Monday, May 07, 2007

Visualizing the Lack of Job Growth

The previous post described the region's slow job growth in words. Here it is in graphic form. (The Pittsburgh MSA is in red, the United States is in green).



As the chart shows, at no time in the past 15 years has the Pittsburgh Region been as far below the national growth rate as it has in the past three years (2003-2006). As you can see, throughout the 1990s, job growth in the Pittsburgh Region was steadily improving both in absolute terms and relative to the national rate. During the recession (2001-2003), we also did slightly worse than the U.S. But in the past three years, we've hardly grown at all, while the U.S. returned to its pre-recession growth rate.



Does grouping the growth rates into 2-3 year intervals hide any useful information? No - the same pattern appears if you look at the yearly figures over the past decade. The Pittsburgh Region's growth rate almost matched the U.S. in 2000, and we went into the recession more slowly in 2001. But while the U.S. was growing jobs again in 2004 and 2005, we were still losing jobs, and there has been only a small increase in jobs in 2006.




Have things been getting better more recently? Yes, a little. If you look at the monthly figures, you can see that job growth in the Pittsburgh MSA picked up considerably in the fall. Although that's good news compared to the job losses over the prevous 4 years, the job growth rate over the past six months was still less than half the national average -- well behind the kind of growth we experienced in the late 1990s. At the current job growth rates, it will take us until well into 2008 to get back to the total number of jobs we had in 2001. (Also, it's important to note that the 2006 figures have not yet been benchmarked, and that could lead to changes -- for example, benchmark revisions that were made earlier this year significantly reduced the 2005 job figures over what had been reported previously.)


If you'd like to see the annual changes for the past 16 years, here they are:


2 Comments:

Blogger Jefferson Provost said...

Does grouping the growth rates into 2-3 year intervals hide any useful information? No - the same pattern appears if you look at the yearly figures over the past decade.

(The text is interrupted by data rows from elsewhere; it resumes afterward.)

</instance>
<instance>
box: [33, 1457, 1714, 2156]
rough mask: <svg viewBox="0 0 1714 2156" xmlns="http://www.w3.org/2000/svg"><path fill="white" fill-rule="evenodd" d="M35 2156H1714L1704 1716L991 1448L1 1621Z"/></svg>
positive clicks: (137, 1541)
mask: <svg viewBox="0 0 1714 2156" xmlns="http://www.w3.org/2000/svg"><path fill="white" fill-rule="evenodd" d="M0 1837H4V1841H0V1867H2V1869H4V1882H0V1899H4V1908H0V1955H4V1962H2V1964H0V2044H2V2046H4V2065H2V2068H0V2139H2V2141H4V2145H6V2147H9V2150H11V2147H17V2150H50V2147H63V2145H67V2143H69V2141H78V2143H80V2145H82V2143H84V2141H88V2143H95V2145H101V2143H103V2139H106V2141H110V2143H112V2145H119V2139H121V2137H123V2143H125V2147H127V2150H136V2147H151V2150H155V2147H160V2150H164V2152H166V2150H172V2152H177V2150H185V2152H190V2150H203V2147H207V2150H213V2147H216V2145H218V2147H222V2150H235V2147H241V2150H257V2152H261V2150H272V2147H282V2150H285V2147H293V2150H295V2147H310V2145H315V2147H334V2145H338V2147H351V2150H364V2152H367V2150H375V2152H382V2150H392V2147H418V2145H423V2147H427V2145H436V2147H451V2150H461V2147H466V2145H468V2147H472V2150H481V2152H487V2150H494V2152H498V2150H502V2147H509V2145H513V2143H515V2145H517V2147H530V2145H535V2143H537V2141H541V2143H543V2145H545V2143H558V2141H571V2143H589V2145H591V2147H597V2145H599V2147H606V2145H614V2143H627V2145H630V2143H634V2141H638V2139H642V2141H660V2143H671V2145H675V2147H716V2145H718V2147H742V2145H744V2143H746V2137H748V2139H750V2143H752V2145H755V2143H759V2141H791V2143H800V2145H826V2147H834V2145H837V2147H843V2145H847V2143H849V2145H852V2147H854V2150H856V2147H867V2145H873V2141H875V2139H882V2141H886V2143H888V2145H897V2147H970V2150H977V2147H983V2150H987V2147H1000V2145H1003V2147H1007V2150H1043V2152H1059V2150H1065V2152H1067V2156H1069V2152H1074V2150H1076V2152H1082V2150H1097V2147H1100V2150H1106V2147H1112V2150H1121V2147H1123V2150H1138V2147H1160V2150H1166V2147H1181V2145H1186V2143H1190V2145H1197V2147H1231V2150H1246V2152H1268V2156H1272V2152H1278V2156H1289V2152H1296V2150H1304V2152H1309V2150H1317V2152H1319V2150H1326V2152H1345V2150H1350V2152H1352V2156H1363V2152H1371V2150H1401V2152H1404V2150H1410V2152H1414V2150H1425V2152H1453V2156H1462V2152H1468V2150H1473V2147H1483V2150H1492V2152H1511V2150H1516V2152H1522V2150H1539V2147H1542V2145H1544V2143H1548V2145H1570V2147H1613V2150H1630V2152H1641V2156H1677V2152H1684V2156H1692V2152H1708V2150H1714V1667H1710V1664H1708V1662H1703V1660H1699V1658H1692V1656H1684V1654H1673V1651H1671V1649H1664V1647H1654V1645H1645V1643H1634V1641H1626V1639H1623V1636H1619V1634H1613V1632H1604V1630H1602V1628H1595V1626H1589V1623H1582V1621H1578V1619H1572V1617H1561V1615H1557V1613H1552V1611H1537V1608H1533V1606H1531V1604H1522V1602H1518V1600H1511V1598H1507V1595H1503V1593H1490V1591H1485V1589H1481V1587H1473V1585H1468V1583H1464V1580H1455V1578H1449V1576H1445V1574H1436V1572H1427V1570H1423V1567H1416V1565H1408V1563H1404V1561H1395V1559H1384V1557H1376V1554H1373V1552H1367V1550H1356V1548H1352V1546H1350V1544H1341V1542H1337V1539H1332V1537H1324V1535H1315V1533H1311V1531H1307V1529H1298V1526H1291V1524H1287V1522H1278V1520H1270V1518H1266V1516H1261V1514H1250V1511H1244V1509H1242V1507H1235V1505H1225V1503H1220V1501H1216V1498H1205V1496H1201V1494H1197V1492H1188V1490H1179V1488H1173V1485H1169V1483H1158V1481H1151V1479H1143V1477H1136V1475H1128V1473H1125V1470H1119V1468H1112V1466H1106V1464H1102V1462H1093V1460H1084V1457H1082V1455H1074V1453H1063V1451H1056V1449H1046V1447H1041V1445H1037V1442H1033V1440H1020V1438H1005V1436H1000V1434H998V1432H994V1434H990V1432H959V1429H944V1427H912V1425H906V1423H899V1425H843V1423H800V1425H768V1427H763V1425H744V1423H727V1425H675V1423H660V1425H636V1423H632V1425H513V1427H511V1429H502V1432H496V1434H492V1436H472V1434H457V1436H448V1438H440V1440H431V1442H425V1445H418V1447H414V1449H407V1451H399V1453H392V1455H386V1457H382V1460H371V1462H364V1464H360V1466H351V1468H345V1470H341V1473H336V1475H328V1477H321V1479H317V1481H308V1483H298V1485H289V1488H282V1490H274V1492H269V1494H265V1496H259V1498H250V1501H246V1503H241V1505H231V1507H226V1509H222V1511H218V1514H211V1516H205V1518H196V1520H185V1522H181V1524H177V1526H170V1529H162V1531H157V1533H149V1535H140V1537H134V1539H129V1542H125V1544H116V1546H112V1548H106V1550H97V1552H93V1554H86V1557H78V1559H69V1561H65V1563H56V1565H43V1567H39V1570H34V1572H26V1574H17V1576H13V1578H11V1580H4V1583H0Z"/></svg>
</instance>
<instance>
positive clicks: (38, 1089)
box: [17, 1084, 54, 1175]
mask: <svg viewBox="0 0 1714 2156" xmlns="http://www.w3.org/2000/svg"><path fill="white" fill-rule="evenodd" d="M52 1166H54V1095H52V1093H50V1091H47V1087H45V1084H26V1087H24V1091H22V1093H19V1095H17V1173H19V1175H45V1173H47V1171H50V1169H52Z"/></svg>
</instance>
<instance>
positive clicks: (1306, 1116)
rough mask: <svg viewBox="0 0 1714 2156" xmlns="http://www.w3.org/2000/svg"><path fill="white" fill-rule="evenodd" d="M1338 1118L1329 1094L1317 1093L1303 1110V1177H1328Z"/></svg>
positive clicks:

I disagree. What I see in the second graph is that the Pittsburgh trend lags the national trend by roughly a year. This seems to be the case in the last graph too: the pittsburgh trend continues rising after the national trend starts falling (in Apr 06), then Pgh starts to fall about 10 months later (Feb 07).

The other big thing to notice (which you mention) is that, once you adjust for the trend lag, the magnitude of the Pgh growth is still much lower than national growth.

Seems reasonable to start from the hypothesis that the lag and the scale difference are independent phenomena, unless there's some obvious reason to think that they have the same cause.

10:44 PM  
Blogger Harold D. Miller said...

I think if you look over a longer period, you won't see much evidence that Pittsburgh somehow lags the country by a year. (You can now see the full 16 year annual comparison above.) Moreover, we didn't just lag a year coming out of the recession, we lagged almost three years.
Regardless, our job growth recently is well below what the nation and most other large regions have experienced.